Today did not go as planned.
It was Lina’s last day of early childhood preschool. She has spent three years at Pearre Creek Elementary, where the teachers, therapists and staff have loved her and she has loved them. She has thrived. She has asked for school on weekends and holidays. This place has been good to her. It has been good for her.
I was emotional before the day even began. (You’re shocked, I know.) I cried as I thanked the amazing bus driver and aide and watched that preschool bus pull away for the last time.
I got my post-gym shower and headed to Target to pick up a few things. (How many disasters have begun that way?) It wasn’t until I looked down at my phone, well into my meandering, and saw the calendar reminder for Lina’s end-of-year school party, that I remembered I was supposed to be at her school an hour early. I was supposed to bring baby carrots. I was supposed to hear the kids perform the songs they’ve been practicing for weeks, the ones Lina has requested we sing along with on YouTube every day this week. It was five minutes until the 30-minute party started. I was 25 minutes away.
I cried all the way there. The landscaping truck in front of me belched black fumes as we lurched through the worst 3 p.m. traffic I’ve ever seen between Target and Pearre Creek. I’d like to tell you I got it together before walking into the classroom, but nope. I cried again once I got there, as kids were already heading out the door with their parents.
But Lina – that girl, that light of my life – was overjoyed to see me. She was relishing her party snacks like they were the only food she’d have that day. I worked valiantly – really, it was downright heroic – to regain control of myself, and I just managed to avoid ugly crying again as we said our many good-byes.

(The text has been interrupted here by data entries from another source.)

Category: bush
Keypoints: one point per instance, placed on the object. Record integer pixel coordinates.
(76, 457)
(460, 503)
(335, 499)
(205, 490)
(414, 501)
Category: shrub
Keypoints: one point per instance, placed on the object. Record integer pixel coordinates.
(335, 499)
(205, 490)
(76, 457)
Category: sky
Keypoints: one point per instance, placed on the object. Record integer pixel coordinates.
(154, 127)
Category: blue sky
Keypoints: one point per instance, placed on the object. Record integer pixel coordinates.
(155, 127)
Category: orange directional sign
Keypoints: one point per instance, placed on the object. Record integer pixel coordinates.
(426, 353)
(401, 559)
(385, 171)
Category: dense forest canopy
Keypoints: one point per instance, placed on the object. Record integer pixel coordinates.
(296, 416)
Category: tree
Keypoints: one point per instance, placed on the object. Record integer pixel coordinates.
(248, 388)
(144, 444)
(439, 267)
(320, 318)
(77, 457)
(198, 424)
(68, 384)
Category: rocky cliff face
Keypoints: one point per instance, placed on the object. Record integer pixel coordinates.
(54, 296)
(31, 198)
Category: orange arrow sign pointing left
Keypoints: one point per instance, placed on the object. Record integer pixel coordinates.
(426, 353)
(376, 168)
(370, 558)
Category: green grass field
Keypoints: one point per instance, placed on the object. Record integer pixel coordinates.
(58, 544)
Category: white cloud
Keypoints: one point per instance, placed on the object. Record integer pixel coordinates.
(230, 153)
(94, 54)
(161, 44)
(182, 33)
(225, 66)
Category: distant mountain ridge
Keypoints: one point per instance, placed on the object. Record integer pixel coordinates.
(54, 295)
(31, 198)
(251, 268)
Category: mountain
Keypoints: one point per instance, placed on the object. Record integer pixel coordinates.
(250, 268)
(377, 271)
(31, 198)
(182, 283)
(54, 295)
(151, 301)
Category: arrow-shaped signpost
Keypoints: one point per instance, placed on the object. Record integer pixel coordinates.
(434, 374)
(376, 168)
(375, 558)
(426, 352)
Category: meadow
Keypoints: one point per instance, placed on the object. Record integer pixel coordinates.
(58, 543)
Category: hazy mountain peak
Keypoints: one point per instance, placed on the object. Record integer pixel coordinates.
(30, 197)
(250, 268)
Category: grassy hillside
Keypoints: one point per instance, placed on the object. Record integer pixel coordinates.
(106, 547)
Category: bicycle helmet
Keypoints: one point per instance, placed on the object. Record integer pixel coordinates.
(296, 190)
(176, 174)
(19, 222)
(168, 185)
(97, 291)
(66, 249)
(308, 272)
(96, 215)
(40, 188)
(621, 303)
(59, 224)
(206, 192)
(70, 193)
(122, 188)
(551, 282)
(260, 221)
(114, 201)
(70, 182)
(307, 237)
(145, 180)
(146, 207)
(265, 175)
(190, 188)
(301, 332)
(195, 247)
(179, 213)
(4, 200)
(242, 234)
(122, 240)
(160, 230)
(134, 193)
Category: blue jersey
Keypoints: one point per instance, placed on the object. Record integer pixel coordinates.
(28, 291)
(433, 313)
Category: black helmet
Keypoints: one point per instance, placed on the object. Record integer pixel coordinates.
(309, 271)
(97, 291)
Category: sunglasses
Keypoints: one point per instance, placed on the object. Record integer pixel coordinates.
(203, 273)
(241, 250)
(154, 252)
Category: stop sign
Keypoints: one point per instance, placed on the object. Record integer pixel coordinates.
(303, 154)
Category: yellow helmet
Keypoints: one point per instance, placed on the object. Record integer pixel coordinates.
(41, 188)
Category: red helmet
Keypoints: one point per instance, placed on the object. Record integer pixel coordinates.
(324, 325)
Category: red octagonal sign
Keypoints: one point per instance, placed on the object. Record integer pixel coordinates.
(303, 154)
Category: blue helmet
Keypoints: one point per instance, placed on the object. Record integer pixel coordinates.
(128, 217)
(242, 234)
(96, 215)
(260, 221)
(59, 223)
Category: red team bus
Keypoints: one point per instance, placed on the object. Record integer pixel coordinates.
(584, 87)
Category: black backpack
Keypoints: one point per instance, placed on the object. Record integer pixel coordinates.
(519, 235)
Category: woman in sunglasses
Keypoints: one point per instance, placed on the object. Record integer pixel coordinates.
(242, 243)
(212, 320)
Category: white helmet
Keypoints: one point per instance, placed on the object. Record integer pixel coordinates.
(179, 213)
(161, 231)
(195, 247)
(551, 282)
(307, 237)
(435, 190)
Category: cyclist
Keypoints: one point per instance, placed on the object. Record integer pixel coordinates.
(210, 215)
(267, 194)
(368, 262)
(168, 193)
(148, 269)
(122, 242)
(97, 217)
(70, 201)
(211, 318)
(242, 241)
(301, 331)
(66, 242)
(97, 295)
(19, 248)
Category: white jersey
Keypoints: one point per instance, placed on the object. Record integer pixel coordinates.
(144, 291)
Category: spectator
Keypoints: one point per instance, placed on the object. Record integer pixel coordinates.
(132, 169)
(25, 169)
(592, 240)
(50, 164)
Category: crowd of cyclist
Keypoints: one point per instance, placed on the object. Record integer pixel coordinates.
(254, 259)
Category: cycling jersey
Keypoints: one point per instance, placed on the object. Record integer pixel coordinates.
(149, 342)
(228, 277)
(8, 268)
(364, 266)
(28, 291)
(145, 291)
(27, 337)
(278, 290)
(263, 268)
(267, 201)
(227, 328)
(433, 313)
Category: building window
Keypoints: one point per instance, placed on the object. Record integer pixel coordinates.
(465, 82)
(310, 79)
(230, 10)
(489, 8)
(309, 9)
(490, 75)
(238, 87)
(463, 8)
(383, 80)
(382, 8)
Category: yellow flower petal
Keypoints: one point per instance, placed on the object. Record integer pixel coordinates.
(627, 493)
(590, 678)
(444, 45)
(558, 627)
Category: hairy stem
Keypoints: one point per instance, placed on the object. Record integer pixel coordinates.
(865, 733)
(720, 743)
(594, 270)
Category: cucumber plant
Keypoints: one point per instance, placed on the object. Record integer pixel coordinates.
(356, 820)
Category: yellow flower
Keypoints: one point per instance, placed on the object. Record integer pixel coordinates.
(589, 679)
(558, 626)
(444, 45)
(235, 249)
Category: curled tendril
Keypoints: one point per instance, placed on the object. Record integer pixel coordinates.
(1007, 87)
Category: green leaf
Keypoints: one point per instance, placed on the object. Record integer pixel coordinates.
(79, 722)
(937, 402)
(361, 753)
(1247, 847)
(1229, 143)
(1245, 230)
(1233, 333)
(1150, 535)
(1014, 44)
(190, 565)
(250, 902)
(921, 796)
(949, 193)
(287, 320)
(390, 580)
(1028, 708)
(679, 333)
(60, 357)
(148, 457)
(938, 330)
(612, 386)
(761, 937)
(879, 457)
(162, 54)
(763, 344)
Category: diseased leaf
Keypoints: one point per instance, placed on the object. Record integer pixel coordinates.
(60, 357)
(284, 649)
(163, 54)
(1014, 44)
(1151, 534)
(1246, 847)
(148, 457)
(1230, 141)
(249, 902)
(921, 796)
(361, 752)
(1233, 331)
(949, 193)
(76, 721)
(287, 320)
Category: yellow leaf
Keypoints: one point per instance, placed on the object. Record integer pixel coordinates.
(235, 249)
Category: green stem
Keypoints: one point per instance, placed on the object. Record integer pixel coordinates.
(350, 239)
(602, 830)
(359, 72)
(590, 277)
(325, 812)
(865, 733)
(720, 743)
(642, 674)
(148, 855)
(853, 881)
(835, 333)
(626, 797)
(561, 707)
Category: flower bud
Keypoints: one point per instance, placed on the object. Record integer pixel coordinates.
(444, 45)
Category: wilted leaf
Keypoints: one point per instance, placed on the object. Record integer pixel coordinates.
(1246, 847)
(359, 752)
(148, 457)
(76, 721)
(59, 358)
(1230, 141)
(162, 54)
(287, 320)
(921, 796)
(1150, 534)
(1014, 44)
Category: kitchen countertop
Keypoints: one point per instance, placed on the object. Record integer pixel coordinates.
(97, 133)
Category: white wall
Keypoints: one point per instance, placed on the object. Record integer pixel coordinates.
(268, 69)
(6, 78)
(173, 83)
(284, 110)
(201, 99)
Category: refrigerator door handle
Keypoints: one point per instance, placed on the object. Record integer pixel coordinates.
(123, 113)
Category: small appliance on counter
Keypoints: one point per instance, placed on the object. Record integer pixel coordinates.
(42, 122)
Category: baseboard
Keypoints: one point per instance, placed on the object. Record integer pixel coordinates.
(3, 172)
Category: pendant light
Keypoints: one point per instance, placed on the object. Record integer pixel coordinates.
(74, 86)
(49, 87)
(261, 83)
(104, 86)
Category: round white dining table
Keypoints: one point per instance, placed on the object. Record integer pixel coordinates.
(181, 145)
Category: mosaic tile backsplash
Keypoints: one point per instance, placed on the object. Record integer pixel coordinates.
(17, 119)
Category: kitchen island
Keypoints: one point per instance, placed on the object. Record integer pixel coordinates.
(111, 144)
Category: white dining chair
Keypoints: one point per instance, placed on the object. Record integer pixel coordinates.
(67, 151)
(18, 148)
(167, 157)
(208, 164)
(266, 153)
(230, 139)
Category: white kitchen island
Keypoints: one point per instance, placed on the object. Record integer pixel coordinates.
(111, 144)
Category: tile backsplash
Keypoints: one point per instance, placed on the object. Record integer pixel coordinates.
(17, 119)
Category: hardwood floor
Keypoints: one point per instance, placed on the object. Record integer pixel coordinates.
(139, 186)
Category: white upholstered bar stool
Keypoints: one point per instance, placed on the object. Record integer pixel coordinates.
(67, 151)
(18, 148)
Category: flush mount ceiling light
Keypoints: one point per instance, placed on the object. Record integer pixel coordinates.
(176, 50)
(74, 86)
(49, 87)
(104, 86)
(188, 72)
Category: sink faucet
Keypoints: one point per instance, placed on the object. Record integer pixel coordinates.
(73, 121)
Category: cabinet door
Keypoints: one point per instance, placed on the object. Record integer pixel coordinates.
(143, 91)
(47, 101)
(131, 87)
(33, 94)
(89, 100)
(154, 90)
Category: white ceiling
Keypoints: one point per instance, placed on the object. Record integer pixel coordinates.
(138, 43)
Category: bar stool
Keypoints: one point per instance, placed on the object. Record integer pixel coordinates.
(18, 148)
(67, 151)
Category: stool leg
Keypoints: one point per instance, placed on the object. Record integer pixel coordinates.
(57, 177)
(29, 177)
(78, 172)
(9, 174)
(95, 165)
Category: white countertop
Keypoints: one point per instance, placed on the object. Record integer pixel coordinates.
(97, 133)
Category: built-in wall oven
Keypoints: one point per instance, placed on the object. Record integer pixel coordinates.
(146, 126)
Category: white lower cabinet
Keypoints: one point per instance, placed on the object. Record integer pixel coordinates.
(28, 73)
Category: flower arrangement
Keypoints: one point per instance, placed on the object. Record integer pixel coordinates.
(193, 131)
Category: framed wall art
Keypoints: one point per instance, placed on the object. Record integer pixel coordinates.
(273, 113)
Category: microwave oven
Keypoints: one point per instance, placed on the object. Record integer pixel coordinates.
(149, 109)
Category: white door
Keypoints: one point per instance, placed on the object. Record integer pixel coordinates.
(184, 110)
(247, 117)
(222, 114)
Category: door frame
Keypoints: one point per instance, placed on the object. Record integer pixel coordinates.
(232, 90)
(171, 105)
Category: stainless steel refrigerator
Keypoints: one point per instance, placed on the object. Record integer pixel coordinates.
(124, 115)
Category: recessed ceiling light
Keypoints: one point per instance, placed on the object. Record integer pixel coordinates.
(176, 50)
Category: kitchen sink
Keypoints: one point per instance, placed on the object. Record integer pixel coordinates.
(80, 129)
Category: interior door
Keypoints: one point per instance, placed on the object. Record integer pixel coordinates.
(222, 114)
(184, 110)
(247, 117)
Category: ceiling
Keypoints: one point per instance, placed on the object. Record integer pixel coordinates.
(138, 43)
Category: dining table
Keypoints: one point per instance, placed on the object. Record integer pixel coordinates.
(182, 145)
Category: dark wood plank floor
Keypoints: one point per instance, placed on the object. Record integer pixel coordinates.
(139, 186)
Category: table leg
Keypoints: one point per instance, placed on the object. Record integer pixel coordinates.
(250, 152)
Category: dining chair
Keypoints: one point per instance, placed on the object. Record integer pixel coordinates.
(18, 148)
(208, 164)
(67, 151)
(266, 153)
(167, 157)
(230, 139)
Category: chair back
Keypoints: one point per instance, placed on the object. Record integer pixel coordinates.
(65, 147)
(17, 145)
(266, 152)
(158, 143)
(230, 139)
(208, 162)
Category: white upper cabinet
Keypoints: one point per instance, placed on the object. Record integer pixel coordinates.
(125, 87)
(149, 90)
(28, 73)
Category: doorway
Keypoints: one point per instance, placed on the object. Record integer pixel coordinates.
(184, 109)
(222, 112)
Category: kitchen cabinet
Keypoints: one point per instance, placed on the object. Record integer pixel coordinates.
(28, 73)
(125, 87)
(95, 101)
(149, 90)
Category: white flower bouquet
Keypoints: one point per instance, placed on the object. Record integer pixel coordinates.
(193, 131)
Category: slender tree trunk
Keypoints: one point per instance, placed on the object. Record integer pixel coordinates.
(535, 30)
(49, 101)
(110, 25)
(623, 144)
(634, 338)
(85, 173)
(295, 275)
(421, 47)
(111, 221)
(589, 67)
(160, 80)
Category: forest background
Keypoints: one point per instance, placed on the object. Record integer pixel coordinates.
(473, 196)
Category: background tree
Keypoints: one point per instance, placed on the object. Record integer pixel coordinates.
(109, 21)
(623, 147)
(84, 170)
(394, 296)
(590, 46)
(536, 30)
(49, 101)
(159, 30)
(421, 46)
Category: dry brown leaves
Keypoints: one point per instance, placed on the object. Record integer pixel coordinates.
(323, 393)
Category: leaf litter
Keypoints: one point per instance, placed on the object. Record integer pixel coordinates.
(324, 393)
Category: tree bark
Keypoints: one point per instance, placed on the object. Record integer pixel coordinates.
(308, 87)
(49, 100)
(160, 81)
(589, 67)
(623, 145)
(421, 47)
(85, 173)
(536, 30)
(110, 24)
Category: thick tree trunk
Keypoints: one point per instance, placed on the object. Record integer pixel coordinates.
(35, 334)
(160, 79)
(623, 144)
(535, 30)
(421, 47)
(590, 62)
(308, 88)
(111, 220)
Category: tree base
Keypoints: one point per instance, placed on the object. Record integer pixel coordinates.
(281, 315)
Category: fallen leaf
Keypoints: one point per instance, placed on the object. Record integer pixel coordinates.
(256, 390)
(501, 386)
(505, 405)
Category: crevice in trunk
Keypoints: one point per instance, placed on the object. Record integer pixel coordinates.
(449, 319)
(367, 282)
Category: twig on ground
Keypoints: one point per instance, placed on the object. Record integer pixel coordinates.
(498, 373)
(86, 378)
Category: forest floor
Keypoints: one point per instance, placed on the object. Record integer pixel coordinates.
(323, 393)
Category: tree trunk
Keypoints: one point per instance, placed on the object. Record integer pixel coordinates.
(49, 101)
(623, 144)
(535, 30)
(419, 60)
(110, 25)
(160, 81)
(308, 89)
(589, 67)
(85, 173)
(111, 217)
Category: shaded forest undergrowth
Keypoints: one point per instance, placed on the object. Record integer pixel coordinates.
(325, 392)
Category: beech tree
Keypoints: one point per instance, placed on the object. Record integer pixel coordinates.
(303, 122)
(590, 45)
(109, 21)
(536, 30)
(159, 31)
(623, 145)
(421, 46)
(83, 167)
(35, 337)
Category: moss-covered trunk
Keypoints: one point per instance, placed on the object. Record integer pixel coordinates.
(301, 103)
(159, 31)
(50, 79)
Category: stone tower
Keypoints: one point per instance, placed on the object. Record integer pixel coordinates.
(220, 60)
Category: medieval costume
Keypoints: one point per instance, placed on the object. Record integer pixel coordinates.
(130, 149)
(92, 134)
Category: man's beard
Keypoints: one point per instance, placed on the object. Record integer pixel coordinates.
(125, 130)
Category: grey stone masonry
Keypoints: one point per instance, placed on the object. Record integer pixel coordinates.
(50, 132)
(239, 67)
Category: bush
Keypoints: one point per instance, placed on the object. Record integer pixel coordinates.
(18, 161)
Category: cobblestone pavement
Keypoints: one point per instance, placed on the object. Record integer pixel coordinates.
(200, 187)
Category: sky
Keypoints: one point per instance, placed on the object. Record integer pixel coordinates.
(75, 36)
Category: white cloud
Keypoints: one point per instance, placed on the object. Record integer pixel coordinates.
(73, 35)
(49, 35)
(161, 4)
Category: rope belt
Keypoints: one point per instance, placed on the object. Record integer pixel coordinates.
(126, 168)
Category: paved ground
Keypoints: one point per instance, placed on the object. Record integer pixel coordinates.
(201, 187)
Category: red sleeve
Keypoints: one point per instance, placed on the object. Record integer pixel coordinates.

As I look back tonight at the photos, I can (mostly) let go of my frustration and disappointment. Because, y’all, look at these faces. The pictures are grainy and blurry as I scrambled to catch the moments, but look at the way these women, these super heroes of Pearre Creek EC, have loved our girl.
What more can I add to that? Thank you, Pearre Creek. We will not forget all you have done for Lina.